Von den drei Filmen, die ich zu sehen bekam, strengte mich „Belle du Jour – Schöne des Tages“ von Luis Buñuel am meisten an. Luis Buñuel, der stille Beobachter, schaute verstohlen auf meinen Körper und ließ in den erotischsten Szenen seine Blicke zwischen mir und Catherine Deneuve hin und her wandern. Dabei entdeckte er, dass Catherine Deneuve mir sehr ähnlich war.
Da beschloss mein Körper, doch weiter zu wachsen. Die heiligen Gebote meiner Mutter für die Verhaltensweisen eines Mädchens kümmerten ihn nicht mehr. Ich zeigte auf meine zu kurz gewordenen Hosenbeine und zwinkerte Buñuel zu: „Kaum zu glauben, welchen Einfluss das Kino auf die Physiologie hat!“
Catherine Deneuve wäre mir sehr ähnlich gewes…, wenn die beiden Engel auf meinen Schultern nicht ihren Sicherheitsbericht an meinen Vater geschickt hätten. So zerrte er mich mitten aus dem Kreise meiner Freunde heraus in den Suzuki, während sich ein Organ meines Körpers zu wehren begann und alle anderen Organe sich diesem einen anschlossen.

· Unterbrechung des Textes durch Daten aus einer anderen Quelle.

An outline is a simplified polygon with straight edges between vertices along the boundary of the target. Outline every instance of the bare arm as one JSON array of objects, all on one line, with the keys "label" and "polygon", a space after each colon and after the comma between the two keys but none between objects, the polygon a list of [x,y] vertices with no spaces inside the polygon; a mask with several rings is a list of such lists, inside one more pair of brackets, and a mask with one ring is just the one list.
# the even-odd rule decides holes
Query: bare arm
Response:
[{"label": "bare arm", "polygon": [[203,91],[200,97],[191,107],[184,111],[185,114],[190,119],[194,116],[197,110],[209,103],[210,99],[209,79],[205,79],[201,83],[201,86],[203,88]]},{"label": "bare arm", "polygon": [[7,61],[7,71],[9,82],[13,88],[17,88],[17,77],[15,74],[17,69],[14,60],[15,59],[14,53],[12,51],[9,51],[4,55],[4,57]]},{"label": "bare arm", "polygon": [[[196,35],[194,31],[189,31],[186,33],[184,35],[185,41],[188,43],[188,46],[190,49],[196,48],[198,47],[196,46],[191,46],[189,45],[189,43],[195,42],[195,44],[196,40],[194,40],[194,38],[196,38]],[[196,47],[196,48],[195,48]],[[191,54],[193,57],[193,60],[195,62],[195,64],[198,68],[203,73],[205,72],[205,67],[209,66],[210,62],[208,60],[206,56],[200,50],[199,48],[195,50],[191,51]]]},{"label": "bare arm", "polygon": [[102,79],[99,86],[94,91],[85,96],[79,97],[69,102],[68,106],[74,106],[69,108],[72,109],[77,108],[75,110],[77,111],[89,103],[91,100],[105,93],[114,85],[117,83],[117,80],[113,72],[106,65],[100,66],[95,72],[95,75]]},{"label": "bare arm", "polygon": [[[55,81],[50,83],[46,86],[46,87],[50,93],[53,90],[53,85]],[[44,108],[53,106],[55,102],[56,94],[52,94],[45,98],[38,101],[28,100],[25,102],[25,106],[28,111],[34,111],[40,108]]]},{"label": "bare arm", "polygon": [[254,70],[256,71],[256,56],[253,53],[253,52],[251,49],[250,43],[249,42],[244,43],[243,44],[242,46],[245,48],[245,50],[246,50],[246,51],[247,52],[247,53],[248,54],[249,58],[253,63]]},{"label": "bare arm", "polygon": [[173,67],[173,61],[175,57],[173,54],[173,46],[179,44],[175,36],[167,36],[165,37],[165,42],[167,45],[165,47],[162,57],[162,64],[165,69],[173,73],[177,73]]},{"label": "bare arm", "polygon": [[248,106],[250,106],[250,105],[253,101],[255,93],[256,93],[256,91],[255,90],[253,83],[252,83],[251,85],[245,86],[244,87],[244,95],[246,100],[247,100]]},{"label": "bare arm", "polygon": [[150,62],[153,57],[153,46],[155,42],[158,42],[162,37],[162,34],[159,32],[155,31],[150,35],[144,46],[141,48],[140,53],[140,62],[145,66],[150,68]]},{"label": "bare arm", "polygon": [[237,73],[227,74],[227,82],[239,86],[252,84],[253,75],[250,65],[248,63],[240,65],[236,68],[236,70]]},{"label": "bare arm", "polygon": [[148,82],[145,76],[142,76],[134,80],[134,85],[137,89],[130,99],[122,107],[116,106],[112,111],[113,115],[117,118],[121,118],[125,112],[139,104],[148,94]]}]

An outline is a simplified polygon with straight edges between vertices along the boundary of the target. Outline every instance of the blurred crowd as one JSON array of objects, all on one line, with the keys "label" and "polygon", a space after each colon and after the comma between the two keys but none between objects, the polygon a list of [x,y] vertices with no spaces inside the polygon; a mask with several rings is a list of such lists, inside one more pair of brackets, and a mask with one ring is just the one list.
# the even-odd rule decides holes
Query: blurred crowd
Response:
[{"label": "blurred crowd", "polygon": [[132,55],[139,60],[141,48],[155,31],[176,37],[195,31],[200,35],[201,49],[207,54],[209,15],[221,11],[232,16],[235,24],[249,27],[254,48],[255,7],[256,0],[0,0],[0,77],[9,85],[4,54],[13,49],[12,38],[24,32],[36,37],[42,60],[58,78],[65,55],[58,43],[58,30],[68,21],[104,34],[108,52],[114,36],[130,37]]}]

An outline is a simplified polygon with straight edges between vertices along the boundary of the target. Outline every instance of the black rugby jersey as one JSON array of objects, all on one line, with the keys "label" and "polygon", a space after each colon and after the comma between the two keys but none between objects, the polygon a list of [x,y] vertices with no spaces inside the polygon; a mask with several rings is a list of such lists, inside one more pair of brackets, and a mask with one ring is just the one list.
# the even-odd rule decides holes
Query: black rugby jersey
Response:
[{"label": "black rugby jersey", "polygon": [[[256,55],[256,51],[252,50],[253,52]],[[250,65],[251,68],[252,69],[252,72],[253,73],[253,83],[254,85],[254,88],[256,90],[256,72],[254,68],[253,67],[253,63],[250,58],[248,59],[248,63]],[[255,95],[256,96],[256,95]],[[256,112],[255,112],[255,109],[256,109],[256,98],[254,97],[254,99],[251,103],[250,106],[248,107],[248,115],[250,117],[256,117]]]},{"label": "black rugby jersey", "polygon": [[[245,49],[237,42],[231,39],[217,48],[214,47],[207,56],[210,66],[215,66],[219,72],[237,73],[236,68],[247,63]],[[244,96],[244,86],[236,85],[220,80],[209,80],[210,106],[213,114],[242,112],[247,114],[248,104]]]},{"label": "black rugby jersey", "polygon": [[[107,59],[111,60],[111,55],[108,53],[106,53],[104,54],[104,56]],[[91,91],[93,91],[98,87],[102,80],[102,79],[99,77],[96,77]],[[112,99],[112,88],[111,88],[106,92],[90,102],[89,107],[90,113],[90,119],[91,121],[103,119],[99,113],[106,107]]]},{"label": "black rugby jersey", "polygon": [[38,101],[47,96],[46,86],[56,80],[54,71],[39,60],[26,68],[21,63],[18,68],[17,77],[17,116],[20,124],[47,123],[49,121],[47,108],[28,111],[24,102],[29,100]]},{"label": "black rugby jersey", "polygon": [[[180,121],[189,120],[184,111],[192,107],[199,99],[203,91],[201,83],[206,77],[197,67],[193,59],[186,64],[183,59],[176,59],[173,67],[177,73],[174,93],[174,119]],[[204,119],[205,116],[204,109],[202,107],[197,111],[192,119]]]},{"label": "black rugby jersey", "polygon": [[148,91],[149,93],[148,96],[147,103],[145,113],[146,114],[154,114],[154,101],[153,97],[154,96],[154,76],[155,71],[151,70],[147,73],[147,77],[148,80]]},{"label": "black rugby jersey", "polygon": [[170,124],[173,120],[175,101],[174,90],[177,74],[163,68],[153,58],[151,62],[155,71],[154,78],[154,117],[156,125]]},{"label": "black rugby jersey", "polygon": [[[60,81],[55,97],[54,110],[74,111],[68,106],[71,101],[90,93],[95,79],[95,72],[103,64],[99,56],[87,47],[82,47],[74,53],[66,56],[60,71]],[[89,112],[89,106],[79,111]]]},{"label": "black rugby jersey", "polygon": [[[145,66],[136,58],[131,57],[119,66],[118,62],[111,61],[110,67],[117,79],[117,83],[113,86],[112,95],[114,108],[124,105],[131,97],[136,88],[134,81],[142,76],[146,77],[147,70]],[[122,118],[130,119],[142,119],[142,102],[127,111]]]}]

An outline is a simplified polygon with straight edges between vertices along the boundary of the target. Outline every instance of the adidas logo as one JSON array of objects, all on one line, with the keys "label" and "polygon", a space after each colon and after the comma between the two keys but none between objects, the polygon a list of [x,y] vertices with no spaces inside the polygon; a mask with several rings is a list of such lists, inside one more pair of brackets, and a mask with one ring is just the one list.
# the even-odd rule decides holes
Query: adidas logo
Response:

„Du verdirbst den Film … der Versuch ist noch nicht zu Ende“, rief Buñuel und bedeutete mir, auf meinen Platz zurückzukehren.
* * *
Hätte die DVD nicht wie ein Geldstück in der Lehmfurche gefunkelt, wäre der Tag, an dem der Verkäufer des aleppinischen Zatar-Gewürzes zu uns kam, ein ganz normaler Donnerstag gewesen. Die Bauern der Ghuta waren gerade dabei, schmale Rinnen zwischen den Auberginensetzlingen zu ziehen, als sie plötzlich aus ihren Gärten zuammenliefen und auf den gewundenen Weg durch die Gärten zeigten, die hinter den Pappeln und Weiden lagen:
„Der Zatarverkäufer ist da, der Zatarverkäufer ist da.“
Trotz der weiten aleppinischen Hose und der bestickten Kopfbedeckung war er leicht zu erkennen: Seine großen, hervortretenden Augen verrieten den stillen Beobachter. „Woher in aller Welt weiß Buñuel, wo ich mich aufhalte?“, dachte ich und überlegte davonzulaufen.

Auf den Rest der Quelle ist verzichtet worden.